Lancaster County had 322 reported cases last week, and 93 cases reported in Chester County, according to DHEC.

Schools report a suspected outbreak of the flu to families when they see 10 percent or more of the total student enrollment absent on a given day, said Mychal Frost, spokesperson for Rock Hill schools. The cause of the absences is not always known. However, the absences are not linked to vacations, sporting events, inclement weather or other expected absences.

“This does not mean all absences are flu or flu-like-symptom related,” Frost wrote in an e-mail to The Herald.

Frost said the district, since Feb. 1, has notified families at Ebinport Elementary School when 10 percent of its enrollment was absent.

Schools also report a potential outbreak when there is 20 percent or more students absent or sent home from a particular area, such as the classroom, a sports team or a bus route, with flu-like symptoms, Frost said. For example, if a class of 20 students had four students absent or sent home with a flu-like illness, that would trigger a report to families.
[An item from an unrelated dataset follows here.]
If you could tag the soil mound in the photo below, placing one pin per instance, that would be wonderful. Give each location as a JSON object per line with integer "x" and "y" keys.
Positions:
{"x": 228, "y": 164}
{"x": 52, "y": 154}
Since Feb. 1, the district has notified families at five schools that saw 20 percent absence at the classroom level -- Old Pointe Elementary, Mt. Holly Elementary, Northside Elementary, Independence Elementary and Belleview Elementary, Frost said.

No notifications have been made at any of the district’s secondary schools based on the those parameters, he said.

Clover and Fort Mill schools have not seen significant absences, according to district officials.

The York school district saw an increase in absences recently in students and staff, but they have not all been related to the flu, said Tim Cooper, the district spokesperson.

On Feb. 2, the Lancaster County school district had 483 students, or 4.8 percent of the student population, absent, but the causes are unknown, said David Knight, the district spokesperson. He said the district has not had enough simultaneous absences at any school to report a potential outbreak.

Local school districts are sharing flu prevention information on social media and with parents.

“We also have been working with our custodial staff to provide extra cleaning in our schools to aid in stopping the spread,” said Joe Burke, spokesperson for the Fort Mill school district.

DHEC continues to urge individuals to get a flu vaccine. The vaccine takes about two weeks to build up the body’s defenses against the virus.

Symptoms of the flu can include a sudden onset of fever, dry cough, headache, muscle aches, tiredness, sore throat and nasal congestion or stuffiness, according to DHEC.

A total of 518 flu-associated hospitalizations were reported by 49 hospitals in South Carolina this season, with in the past week.

Piedmont Medical Center is recommending that people with any flu-like symptoms not visit patients in the hospital, said Daisy Burroughs, spokesperson for Piedmont. Children under the age of 12 should also stay away from the hospital. People should also avoid visiting any patient who is experiencing flu-like symptoms.